Good for an MSP?

Hello,

I’m doing some digging on low cost solutions for the MSP I work for, and I was wondering if anyone here has used this in this way? Right now we’re using PRTG and it works well enough, but we’re digging into other options.

Can you use this for different clients across different geographical regions and have it sent to a centralized location? Can that data be kept separate (multi-tenant)? Are there any licensing issues with using it in this way?

Answers much appreciated

Thanks!

I’m an MSP and I can say that this does not work well for a multi-tenant setup. We still do use it for our larger clients but that’s just to augment our main RMM.

If i had all the time in the world, I wouldn’t mind trying. While it won’t be a true multi-tenant setup, you could separate devices by location(groups). I’m sure you don’t have vpn tunnels to all your clients, so polling will need to be via some sort of proxy or gateway. Or if you want to get creative maybe something like zerotier.

Anyway, best of luck. Keep us up to date with your research.

I personally feel that Libre is currently one of the best NMS solutions if you don’t have any budget for monitoring tools and your network is not of the hyperscale type. That being said, there are definitely feature and scaling limitations compared to commercial NMS products.

We are a specialized MSP and have used a single Libre server (along with other tools) for the past 2yrs to monitor our global network/server infrastructure consisting of between 500 - 1000 devices and 30k - 40k ports using the default 5-min polling. We run Libre on a big expensive AWS instance, and I feel like we are near the limit of what Libre can do on a single server setup at 5-min polling. While it’s possible to scale Libre by moving to a distributed setup, it also adds a lot of overall complexity that will require much more regular care and feeding then a single-server Libre setup. We would definitely need to move to a distributed setup if we wanted 1min polling in Libre.
Just to compare, one commercial NMS I’ve used in the past (Statseeker) was able to poll around 1million interfaces at 1-min intervals using a single beefy server. It licensing also cost tens of thousands of dollars /yr, so there’s your tradeoff.

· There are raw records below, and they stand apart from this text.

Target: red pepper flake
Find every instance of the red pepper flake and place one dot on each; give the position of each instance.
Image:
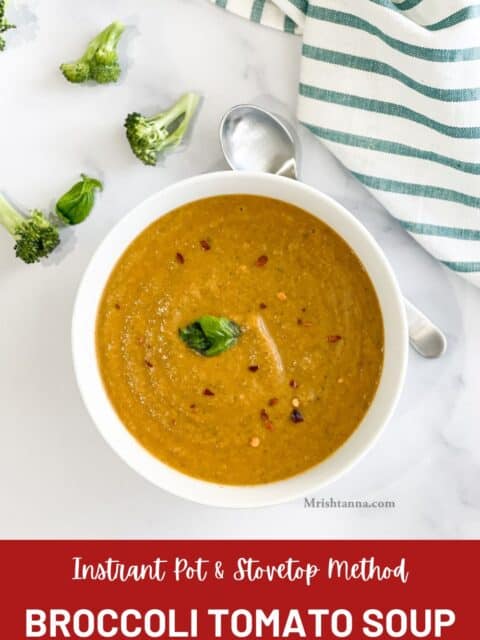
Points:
(296, 416)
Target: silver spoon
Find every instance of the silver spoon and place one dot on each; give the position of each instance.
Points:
(254, 139)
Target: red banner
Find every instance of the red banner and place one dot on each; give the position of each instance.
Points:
(241, 589)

In my opinion, Libre is not a good multi-tenant solution if you want to present monitoring data/alerts directly to customers. Libre has no concept of port groups, so for example you cannot create a group of all customer’s ports and limit access in this manner. Alert rules can get messy quickly too if you need to create lots of different alert rules for different customers. We monitor infrastructure for two different business units in our Libre instance and even with just this the monitoring rules are numerous and messy due to the different alerting requirements and devices of the two BUs.

Hope this helps you with your decision!

@jp-asdf, I had a thought not long ago regarding the sharing of LibreNMS data. I don’t think that it’s all too uncommon for people to want to provide a “dashboard” of sorts to different units within the same IT organization. For example, suppose your organization runs LibreNMS and you’ve got network equipment in there but you also want to use it for servers. Maybe you want to allow the system administrators some access to LibreNMS but you don’t necessarily want them seeing anything on the network side.

In order for this to work in LibreNMS natively, we’d need at least another table within the DB that takes device ID’s and lists them out against UserID’s. I don’t think this is anything that anyone who is currently developing LibreNMS is prioritizing.

But what if…using the API, we had something like Grafana where, one could create a group called “servers” and query on that and display the data? Just a thought – and doing this with LibreNMS would likely be considerably cheaper than licensing a commercial NMS.